Audubon, John James (1785–1851), artist, naturalist, and ornithologist.Born in Haiti, the illegitimate son of a French naval officer and a Haitian chambermaid, Audubon grew up in France and moved to
Philadelphia in 1803. In 1807 he relocated to Kentucky and became a shopkeeper, and in 1808 married Lucy Bakewell. He neglected business in favor of drawing and studying local birds, however, and after a series of setbacks found himself bankrupt and in debtor's prison in 1819.
In 1820 he moved to Cincinnati to paint portraits and work as a taxidermist for the Western Museum. Four years later he went to Philadelphia to seek funding for an ambitious project to document all known American birds. He failed, but found success after traveling to England in 1826. Delighting his European patrons, Audubon played the part of the American woodsman with relish, slicking his hair with bear grease, wearing rough wool pants and a buckskin jacket, and claiming to have hunted with Daniel
Boone.
His four‐volume masterwork,
The Birds of America (1827–1838), combined unprecedented scope with unusual quality of execution and detail. Printed on “double elephant” folio pages (40 × 30 inches), Audubon's life‐size, full‐color engravings of 435 species were immediately hailed as a masterpiece in both Europe and America. In 1838 he published a popular octavo version of
Birds in the United States and later, with his son John Wodehouse Audubon and John Bachman,
The Viviparous Quadrupeds of North America (1842–1854).

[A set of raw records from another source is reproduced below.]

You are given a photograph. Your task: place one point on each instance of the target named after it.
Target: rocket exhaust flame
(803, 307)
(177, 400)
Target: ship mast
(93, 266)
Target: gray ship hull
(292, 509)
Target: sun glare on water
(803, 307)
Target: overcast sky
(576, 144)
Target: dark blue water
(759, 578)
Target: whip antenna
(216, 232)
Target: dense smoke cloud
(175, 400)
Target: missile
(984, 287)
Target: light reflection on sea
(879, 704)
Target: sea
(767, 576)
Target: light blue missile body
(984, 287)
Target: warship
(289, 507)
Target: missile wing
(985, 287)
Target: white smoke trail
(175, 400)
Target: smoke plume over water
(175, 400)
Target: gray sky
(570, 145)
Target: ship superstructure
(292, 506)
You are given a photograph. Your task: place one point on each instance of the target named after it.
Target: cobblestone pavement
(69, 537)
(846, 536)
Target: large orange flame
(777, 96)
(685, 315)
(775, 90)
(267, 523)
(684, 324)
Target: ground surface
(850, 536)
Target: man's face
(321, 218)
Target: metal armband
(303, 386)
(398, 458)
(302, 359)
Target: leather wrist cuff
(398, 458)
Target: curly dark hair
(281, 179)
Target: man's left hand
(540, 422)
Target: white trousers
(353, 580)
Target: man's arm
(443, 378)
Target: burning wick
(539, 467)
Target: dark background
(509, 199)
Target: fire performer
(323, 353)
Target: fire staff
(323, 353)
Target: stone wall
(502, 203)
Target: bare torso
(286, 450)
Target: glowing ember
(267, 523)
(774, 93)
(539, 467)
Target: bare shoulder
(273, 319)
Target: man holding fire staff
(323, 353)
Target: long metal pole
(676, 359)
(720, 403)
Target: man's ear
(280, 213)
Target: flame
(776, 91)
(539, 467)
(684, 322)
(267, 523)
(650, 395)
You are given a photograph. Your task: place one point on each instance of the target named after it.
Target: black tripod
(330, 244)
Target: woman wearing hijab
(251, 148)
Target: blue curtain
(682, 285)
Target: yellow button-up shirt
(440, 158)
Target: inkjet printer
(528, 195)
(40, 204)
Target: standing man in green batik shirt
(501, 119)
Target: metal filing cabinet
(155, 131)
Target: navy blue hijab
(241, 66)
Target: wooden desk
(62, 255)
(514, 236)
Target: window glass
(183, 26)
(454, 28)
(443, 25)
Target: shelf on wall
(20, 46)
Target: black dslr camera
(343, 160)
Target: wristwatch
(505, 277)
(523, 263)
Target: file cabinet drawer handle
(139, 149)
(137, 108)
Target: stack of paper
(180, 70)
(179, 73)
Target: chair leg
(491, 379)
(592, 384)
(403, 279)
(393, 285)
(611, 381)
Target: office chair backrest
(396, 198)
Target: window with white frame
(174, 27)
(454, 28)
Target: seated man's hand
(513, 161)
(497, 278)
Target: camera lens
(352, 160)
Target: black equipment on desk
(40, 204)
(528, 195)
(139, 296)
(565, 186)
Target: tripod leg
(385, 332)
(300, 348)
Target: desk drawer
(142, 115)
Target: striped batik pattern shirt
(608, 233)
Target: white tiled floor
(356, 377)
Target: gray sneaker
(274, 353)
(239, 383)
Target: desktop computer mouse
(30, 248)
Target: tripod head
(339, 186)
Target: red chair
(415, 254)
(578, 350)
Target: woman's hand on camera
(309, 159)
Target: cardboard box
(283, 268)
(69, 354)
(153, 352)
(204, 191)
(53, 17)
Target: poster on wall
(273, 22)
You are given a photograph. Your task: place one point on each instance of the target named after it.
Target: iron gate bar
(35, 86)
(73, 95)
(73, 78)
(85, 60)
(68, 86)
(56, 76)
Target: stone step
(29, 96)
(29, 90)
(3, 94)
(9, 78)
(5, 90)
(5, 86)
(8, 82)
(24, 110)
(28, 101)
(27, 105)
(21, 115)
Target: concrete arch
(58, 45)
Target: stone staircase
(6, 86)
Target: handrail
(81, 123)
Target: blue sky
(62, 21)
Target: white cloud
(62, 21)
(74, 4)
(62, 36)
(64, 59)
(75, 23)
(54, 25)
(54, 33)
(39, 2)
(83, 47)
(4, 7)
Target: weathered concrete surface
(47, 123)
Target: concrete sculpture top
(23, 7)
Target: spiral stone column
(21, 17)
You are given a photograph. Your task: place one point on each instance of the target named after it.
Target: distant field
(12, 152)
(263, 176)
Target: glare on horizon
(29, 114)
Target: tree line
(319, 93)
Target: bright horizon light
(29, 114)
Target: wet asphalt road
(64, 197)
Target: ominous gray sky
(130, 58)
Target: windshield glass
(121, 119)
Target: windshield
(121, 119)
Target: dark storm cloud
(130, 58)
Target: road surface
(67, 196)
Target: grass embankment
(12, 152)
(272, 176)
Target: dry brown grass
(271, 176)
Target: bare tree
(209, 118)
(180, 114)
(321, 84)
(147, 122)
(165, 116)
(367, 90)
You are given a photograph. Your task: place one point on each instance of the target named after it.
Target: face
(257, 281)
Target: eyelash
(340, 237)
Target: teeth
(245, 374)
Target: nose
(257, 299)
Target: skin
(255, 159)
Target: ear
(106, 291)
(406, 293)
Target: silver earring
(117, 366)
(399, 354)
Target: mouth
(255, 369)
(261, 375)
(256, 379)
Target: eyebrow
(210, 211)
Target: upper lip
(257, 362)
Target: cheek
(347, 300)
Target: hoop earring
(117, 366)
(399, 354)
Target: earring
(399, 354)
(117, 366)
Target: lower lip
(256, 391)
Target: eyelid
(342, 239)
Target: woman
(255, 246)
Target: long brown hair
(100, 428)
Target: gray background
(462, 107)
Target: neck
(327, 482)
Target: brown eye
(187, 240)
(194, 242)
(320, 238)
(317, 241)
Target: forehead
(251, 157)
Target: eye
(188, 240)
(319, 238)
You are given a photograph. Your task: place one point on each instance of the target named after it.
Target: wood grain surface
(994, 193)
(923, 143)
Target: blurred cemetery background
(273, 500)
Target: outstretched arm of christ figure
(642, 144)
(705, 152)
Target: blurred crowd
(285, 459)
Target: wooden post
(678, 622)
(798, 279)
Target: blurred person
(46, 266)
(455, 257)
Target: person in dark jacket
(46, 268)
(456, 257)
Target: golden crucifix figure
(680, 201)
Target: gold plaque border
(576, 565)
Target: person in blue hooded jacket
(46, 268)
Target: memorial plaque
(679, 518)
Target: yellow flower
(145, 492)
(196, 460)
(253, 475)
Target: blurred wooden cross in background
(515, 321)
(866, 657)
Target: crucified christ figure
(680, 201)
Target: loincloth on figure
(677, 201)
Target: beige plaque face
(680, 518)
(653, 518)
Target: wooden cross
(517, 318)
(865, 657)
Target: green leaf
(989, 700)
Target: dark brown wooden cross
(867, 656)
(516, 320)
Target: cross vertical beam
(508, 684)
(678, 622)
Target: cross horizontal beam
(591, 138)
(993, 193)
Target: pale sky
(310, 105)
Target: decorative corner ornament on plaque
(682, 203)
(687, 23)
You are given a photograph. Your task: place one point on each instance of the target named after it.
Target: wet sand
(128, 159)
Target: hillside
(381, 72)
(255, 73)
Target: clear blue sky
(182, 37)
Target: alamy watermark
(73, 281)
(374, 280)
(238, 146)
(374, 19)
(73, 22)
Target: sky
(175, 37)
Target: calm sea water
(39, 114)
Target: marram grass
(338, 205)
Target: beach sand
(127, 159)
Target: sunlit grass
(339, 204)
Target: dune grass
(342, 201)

Although self‐taught, Audubon was a great stylist, combining skilled draftsmanship based on extensive field and laboratory work with an awareness of profile and motion that made the work of other ornithologist‐artists seem stiff and inert. Unparalleled in his accomplishment, Audubon was praised by the Parisian scientist Georges Cuvier for having created “the greatest monument ever erected by art to nature.”
Bibliography
Alice Ford , John James Audubon: A Biography, 1988.
Shirley Streshinsky , Audubon: Life and Art in the American Wilderness, 1993.